Gyan Bhanot, (email@example.com)
Gabriela Alexe, (firstname.lastname@example.org)
Arnold J. Levine, (email@example.com)
Gustavo Stolovitzky (firstname.lastname@example.org)
Center for Systems Biology, Institute for Advanced Study, Princeton, New Jersey 08540, USA
Robert Wood Johnson School of Medicine and Dentistry, Cancer Institute of New Jersey, New Brunswick, New Jersey 08903, USA
IBM Computational Biology Center, IBM Research, Yorktown Heights, New York 10598, USA
A major challenge in cancer diagnosis from microarray data is the need for robust, accurate, classification models which are independent of the analysis techniques used and can combine data from different laboratories. We propose such a classification scheme originally developed for phenotype identification from mass spectrometry data. The method uses a robust multivariate gene selection procedure and combines the results of several machine learning tools trained on raw and pattern data to produce an accurate meta-classifier.
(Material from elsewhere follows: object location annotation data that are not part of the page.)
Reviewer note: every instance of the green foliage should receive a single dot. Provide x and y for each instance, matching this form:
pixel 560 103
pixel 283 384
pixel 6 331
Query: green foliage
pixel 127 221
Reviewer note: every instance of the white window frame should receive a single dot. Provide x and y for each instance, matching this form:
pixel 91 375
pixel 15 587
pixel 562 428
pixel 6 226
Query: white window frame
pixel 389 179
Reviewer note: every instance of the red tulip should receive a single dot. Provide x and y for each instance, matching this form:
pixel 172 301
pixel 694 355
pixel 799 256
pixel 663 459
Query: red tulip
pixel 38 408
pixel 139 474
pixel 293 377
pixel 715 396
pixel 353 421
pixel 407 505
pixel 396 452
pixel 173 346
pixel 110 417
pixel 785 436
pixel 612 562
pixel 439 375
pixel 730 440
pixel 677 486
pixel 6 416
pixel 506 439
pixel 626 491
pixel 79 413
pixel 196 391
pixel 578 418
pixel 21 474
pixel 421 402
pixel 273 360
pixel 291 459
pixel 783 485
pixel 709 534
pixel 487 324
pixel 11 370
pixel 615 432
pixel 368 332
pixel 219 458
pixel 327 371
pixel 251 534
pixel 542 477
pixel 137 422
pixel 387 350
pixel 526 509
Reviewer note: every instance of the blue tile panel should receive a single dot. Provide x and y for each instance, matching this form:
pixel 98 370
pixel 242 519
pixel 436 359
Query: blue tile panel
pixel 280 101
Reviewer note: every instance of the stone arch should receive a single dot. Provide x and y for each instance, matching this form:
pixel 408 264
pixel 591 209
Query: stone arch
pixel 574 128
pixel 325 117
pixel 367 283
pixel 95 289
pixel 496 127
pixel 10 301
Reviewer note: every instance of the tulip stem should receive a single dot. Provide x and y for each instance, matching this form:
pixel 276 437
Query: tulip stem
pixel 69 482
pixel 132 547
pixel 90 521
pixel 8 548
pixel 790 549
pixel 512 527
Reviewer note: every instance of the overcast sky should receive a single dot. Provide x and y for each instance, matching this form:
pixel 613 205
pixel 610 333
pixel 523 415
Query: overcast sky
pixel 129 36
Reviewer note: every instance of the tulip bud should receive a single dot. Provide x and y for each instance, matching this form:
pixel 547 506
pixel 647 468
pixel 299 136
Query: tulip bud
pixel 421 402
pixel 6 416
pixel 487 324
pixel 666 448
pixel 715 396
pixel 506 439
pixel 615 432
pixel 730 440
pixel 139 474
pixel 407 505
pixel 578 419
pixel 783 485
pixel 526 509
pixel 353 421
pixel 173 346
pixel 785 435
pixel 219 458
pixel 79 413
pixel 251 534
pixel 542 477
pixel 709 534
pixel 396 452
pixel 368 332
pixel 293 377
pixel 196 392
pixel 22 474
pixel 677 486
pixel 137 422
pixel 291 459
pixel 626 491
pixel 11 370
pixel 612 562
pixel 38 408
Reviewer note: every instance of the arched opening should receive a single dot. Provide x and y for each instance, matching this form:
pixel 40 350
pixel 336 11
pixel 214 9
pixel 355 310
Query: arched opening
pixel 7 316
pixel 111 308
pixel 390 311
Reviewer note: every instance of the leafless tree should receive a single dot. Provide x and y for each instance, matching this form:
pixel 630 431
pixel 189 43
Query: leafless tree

We illustrate and validate our method by applying it to gene expression datasets: the oligonucleotide HuGeneFL microarray dataset of Shipp et al. (www.genome.wi.mit.du/MPR/lymphoma) and the Hu95Av2 Affymetrix dataset (DallaFavera's laboratory, Columbia University). Our pattern-based meta-classification technique achieves higher predictive accuracies than each of the individual classifiers , is robust against data perturbations and provides subsets of related predictive genes. Our techniques predict that combinations of some genes in the p53 pathway are highly predictive of phenotype. In particular, we find that in 80% of DLBCL cases the mRNA level of at least one of the three genes p53, PLK1 and CDK2 is elevated, while in 80% of FL cases, the mRNA level of at most one of them is elevated.